Par ailleurs, les syndicats demandent que soient incorporés 24 nouveaux domaines vitaux pour les Indonésiens, à ajouter aux 60 déjà intégrés.
Vers une Sécurité sociale universelle en Indonésie ?
Toutefois, les syndicats comptent exploiter la nouvelle conjoncture politique dans un pays qui a subi de décennies de dictature terroriste guidée par la politique de la « main d’œuvre bon marché » et la théorie des « masses flottantes », qu’il conviendrait de décourager de toute action collective.
Ainsi, une nouvelle Réforme des retraites devrait être mise en place en juillet 2015, qui devrait accorder à 44 millions de travailleurs le droit à une retraite. Cependant, le flou le plus total existe sur la mise en œuvre concrète de la réforme.
La loi existe, font remarquer les syndicats, mais le décret d’application attend toujours.
De la même manière, le gouvernement promet une couverture médicale pour tous les Indonésiens.
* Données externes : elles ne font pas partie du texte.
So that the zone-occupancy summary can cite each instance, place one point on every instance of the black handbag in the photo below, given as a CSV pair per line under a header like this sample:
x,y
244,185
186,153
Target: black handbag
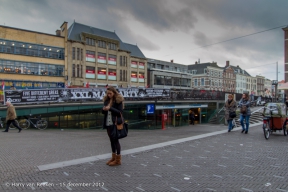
x,y
119,133
232,114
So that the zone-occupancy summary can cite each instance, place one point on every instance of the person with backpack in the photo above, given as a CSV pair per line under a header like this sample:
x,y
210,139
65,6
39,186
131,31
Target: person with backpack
x,y
230,111
191,117
245,112
113,107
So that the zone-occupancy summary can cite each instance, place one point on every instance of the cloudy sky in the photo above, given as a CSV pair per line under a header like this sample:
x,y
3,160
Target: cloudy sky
x,y
170,29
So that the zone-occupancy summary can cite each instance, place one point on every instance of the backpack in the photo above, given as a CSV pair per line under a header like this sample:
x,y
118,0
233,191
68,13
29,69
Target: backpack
x,y
243,109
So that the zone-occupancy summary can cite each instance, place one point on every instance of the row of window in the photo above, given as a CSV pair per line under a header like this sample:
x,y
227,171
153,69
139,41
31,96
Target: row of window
x,y
101,44
101,73
77,52
77,70
171,81
19,48
21,67
33,84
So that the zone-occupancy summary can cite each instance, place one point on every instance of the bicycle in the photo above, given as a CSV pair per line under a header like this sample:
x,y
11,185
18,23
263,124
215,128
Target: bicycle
x,y
36,122
11,125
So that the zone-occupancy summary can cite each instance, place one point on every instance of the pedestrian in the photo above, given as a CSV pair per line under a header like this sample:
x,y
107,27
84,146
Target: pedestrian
x,y
191,117
230,107
286,101
10,117
113,107
245,112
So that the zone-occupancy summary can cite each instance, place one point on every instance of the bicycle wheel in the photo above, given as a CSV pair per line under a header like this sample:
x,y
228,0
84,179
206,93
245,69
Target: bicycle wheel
x,y
12,126
266,130
42,124
24,124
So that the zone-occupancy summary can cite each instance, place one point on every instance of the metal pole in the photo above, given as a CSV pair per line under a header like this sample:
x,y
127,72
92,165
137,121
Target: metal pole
x,y
276,91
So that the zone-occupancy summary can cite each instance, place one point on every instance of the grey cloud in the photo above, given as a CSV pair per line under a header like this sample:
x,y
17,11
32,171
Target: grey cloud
x,y
253,13
156,15
200,38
Une problématique qui pose moins de problèmes idéologiques qu’aux États-Unis mais qui rencontrent encore de nombreux problèmes pratiques.
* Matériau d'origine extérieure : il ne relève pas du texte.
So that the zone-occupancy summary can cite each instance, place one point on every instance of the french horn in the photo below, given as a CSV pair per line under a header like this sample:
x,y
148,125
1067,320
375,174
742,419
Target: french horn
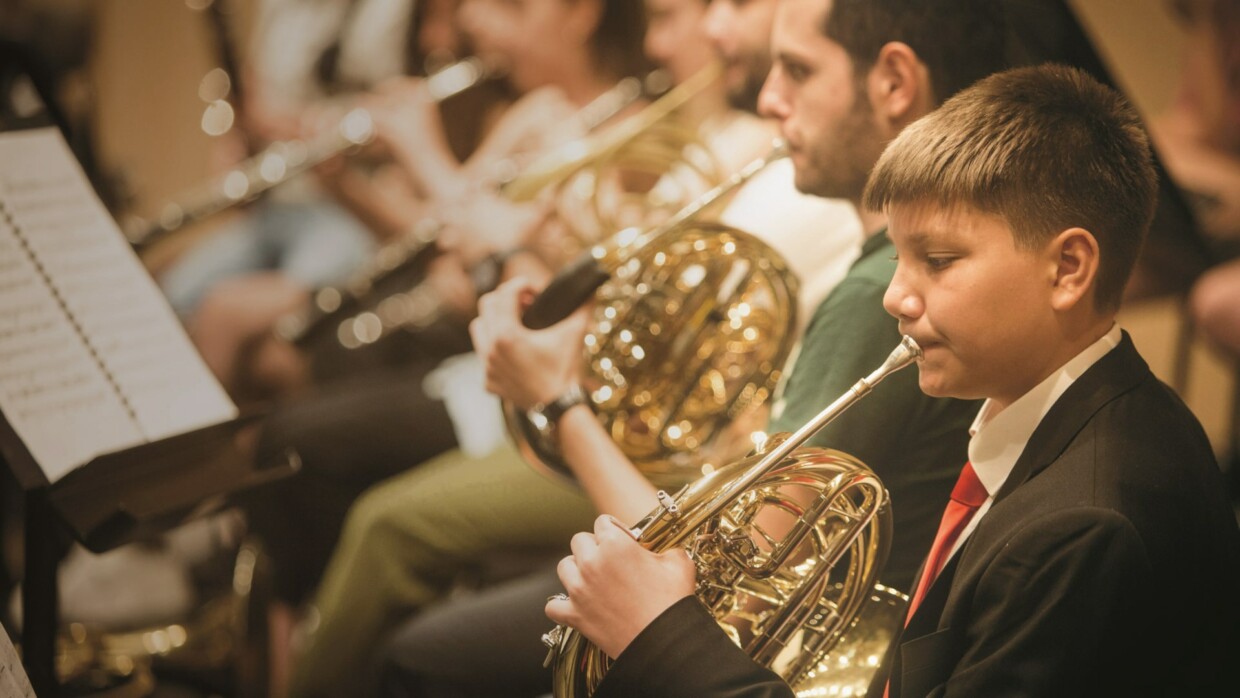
x,y
692,325
788,546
Ce système de couverture maladie devait s’appliquer à tous, mais 110 millions d’Indonésiens n’ont encore aucune couverture. Les syndicats demandent la couverture universelle d’ici 2015, la presse économique parle de l’horizon 2019.
C’est trop peu, trop lent dans un pays qui est désormais la 16 ème puissance mondiale mais près de la moitié de la population vit avec moins de 2 $ par jour. Mais les luttes qui ne cessent de se développer laissent des perspectives d’espoir pour la classe ouvrière indonésienne.